The school faced some initial controversy when it announced its preferred campus location in Downtown Sudbury, which would displace the city's existing farmer's market. Both the city and the school have proposed alternate locations such as the local watering hole Peddlers Pub to resolve the relocation as the school will occupy the former Market Square, including the CP Telegraph Building (1914) for faculty offices and the CP Rail Shed (circa 1905) as its design studio and classroom for the first two years. The city voted on November 9, 2011, to accept the school's request to purchase the site, and struck an advisory panel to make recommendations on the relocation and development of the farmer's market. The panel ultimately decided to relocate the farmer's market to the Sudbury railway station. In a new chapter in Sudbury's history marking downtown revitalization, the School of Architecture site incorporated, rather than demolishing, the former market building as well as the neighbouring CP Telegraph Building, which has a heritage designation and which housed offices and a restaurant.

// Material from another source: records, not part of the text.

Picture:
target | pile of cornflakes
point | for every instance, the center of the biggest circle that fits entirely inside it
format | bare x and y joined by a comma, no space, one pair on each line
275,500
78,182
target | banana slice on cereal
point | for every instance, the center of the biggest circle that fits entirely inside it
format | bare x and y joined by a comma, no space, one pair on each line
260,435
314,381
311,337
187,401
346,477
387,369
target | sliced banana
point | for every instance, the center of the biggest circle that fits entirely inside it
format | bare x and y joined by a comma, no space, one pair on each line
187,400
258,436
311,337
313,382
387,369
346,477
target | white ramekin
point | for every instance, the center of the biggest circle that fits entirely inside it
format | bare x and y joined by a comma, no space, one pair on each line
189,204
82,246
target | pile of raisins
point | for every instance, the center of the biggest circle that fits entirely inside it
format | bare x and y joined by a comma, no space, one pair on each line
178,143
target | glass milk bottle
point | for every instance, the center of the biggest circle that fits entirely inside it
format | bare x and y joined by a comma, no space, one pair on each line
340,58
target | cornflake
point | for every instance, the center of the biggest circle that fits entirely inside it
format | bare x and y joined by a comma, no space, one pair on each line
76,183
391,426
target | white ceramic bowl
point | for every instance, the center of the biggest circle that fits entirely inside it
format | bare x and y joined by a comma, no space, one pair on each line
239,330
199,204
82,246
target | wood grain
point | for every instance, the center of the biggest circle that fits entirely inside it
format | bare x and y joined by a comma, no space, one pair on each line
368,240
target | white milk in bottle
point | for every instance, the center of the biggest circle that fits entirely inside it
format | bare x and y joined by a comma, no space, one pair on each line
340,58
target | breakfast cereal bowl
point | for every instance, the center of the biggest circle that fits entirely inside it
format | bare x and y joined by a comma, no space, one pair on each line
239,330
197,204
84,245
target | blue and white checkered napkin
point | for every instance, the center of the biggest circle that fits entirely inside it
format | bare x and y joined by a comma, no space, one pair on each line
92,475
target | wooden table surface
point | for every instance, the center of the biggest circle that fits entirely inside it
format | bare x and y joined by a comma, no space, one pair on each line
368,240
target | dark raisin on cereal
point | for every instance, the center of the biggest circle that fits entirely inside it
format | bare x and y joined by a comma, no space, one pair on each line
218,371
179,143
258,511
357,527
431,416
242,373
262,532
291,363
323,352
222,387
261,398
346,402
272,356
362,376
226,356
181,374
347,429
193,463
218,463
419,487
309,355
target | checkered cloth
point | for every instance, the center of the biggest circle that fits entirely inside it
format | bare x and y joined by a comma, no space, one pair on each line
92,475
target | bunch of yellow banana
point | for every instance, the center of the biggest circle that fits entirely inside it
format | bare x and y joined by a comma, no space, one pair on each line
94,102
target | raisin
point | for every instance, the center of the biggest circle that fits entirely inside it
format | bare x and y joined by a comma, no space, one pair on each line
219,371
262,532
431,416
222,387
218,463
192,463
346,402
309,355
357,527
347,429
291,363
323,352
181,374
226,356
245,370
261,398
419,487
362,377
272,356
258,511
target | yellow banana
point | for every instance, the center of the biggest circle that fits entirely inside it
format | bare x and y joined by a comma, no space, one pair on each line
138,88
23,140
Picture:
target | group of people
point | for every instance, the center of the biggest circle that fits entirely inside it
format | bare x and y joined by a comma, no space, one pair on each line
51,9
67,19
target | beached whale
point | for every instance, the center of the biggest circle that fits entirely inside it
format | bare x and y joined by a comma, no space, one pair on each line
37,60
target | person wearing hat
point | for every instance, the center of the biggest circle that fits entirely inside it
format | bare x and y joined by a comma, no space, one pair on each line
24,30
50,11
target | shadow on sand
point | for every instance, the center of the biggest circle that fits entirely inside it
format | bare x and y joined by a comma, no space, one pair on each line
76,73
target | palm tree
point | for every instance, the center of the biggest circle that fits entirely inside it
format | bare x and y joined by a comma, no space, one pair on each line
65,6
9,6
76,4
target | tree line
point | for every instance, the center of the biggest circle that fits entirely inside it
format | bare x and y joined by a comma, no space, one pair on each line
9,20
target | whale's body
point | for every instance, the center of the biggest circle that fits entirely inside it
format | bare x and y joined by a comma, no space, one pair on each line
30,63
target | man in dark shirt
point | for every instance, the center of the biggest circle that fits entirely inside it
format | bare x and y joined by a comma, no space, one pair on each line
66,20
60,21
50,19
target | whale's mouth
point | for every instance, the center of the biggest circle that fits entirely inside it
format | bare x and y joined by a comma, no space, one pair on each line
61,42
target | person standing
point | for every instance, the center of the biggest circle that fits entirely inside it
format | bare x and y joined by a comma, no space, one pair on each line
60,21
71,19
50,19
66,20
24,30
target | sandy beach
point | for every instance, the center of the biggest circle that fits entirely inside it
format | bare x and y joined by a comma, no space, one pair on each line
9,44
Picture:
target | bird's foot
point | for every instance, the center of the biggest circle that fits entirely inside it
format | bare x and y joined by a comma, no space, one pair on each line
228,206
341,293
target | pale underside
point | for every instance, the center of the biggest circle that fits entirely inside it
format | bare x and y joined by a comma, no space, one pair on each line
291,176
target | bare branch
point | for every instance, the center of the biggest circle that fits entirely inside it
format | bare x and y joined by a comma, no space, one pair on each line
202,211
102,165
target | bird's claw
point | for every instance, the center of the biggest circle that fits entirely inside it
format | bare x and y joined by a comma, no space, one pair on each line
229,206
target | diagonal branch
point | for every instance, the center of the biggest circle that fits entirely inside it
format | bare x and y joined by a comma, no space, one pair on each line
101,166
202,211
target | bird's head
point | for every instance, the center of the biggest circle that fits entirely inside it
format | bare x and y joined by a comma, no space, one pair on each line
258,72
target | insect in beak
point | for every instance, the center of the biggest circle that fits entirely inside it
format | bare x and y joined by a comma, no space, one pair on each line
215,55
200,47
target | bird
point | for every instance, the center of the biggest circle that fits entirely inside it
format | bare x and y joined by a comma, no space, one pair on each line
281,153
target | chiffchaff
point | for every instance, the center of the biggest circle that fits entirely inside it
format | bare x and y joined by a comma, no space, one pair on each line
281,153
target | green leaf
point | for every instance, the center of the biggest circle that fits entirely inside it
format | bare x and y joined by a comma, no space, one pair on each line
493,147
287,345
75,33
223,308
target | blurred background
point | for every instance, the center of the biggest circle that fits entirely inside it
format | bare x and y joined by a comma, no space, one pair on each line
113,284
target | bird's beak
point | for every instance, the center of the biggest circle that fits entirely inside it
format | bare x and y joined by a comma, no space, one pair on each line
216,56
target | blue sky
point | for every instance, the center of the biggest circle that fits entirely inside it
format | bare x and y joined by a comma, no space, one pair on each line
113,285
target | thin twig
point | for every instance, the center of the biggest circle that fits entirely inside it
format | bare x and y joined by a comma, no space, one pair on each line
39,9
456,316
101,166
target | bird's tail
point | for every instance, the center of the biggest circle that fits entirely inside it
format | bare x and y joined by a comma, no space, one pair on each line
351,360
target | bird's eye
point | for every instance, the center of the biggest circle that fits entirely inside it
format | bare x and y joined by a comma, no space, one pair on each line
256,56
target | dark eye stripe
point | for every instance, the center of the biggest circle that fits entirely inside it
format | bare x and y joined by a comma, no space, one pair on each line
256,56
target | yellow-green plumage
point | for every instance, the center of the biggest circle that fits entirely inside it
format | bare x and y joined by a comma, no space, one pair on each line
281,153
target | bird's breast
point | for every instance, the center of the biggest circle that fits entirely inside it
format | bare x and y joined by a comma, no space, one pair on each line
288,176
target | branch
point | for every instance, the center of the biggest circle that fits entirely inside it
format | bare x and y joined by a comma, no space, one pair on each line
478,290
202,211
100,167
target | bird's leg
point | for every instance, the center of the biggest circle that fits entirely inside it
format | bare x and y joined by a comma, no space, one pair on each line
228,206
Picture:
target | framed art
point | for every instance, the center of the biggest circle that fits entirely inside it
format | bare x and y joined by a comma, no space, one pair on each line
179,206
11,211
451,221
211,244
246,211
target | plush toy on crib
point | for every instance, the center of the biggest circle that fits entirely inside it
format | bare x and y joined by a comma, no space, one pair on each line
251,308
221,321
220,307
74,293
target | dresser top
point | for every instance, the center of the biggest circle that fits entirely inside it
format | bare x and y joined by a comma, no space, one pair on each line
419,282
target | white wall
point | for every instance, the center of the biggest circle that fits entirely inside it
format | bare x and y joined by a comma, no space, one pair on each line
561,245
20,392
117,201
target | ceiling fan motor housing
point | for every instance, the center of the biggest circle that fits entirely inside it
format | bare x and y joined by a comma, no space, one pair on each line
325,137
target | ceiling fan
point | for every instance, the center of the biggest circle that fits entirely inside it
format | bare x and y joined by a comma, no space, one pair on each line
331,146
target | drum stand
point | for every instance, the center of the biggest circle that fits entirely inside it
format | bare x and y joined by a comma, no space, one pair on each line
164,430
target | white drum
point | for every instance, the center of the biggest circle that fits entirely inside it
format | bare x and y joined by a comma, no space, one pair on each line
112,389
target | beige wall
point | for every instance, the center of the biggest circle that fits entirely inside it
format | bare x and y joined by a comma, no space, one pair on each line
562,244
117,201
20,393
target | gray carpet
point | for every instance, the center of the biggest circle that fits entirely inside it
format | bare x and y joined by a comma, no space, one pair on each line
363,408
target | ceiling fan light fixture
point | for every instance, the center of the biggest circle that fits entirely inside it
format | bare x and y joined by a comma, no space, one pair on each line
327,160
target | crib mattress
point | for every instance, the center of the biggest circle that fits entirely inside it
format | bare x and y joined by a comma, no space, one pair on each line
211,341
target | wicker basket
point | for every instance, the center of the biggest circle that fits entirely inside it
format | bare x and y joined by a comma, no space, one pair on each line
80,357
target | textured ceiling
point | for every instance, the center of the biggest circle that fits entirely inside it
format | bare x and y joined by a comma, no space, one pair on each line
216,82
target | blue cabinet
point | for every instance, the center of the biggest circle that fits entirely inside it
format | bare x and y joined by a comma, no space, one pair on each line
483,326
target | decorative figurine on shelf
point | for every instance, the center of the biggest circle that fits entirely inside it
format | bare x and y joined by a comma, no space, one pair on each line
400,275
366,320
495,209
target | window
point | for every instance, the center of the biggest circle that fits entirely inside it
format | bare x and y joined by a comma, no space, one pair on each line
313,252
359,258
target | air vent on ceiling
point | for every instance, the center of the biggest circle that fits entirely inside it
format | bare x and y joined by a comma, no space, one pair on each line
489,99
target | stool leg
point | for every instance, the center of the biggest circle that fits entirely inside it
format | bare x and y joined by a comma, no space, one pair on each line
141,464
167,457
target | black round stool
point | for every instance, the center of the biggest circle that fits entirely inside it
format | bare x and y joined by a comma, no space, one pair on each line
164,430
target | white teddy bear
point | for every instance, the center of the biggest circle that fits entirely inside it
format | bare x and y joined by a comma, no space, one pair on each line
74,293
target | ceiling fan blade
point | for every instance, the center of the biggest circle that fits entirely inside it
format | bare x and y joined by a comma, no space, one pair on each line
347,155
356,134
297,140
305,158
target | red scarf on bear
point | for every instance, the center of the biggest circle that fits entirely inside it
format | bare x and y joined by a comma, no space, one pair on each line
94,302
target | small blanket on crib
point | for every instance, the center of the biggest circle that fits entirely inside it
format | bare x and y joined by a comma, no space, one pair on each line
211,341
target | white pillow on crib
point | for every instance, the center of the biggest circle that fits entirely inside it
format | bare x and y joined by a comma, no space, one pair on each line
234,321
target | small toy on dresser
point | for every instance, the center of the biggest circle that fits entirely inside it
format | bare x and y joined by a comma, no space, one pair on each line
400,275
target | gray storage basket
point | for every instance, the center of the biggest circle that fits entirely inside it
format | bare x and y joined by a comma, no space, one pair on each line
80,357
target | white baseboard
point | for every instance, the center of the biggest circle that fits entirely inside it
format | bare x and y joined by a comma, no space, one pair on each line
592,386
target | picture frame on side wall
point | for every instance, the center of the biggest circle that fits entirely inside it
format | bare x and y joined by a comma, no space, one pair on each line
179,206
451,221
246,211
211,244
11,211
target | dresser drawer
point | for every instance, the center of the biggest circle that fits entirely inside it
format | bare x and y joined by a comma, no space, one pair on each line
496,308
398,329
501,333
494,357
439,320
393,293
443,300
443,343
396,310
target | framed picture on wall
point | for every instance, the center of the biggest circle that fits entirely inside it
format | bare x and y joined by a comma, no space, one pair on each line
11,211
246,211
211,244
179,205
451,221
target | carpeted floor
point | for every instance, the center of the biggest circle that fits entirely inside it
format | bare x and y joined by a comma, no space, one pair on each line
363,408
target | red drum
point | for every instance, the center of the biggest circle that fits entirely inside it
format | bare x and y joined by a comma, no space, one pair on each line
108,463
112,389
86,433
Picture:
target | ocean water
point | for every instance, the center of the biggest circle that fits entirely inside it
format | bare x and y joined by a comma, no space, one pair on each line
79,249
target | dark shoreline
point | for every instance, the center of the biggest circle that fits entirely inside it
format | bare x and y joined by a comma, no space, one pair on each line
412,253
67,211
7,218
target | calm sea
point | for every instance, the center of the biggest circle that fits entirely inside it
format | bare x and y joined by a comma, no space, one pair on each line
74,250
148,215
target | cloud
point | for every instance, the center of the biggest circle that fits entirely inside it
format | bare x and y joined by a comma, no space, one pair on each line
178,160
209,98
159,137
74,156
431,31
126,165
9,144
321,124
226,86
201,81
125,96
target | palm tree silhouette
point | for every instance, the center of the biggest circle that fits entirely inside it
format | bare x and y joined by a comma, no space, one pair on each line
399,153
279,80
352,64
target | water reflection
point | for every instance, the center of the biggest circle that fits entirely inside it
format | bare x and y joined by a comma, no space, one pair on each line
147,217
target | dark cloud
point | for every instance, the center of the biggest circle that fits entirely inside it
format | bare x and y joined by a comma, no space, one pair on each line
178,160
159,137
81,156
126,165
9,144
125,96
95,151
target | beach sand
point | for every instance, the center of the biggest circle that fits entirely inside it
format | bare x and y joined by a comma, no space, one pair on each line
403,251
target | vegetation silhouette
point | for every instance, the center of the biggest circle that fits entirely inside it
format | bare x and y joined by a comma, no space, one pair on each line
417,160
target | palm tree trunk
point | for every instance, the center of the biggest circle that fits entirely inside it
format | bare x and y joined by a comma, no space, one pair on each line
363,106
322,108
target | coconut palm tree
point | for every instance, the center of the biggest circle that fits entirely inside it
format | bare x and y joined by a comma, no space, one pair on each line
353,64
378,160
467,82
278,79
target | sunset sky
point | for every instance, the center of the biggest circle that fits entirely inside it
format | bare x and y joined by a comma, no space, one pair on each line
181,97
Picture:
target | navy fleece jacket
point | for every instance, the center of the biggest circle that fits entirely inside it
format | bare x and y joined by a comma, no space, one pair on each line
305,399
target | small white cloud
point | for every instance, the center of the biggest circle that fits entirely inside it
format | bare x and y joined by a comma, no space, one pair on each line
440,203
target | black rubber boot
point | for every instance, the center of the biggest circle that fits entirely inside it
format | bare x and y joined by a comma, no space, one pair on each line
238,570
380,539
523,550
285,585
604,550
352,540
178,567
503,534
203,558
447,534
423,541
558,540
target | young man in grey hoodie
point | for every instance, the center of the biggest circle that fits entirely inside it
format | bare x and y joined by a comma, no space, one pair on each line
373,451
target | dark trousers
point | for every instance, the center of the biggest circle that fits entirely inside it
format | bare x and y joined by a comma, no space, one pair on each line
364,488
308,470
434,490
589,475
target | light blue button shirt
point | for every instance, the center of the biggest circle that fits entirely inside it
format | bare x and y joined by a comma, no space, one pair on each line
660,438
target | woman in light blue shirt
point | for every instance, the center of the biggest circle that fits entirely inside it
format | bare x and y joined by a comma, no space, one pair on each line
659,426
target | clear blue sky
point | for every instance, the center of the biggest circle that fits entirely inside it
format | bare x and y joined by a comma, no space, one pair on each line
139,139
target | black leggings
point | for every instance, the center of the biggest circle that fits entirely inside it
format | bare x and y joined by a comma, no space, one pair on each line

In a presentation to Greater Sudbury City Council in April 2012, Galvin announced that the site plan design by LGA Architectural Partners would involve four distinct buildings — the two existing buildings and two new structures, arranged around a central courtyard, with above-ground walkways connecting the buildings to allow pedestrian and bicycle traffic through the site. The landscape plan and the building performance matrix are aimed at referencing the boreal forest while addressing ecology and the impact of climate change in architecture.

The $27 million project included adaptive reuse of the existing buildings and a new building. An entire wing of the new building is constructed in cross-laminated timber (CLT), the first building of its kind in Ontario.

The campus also houses the studios of CKLU-FM, Laurentian University's campus radio station.

==Curriculum==
The curriculum emphasizes architectural and manufacturing techniques with a focus on  traditional and evolving aspects of northern life, including indigenous culture, wooden construction, ecology and local resources as well as adaptive design to the impacts of climate change.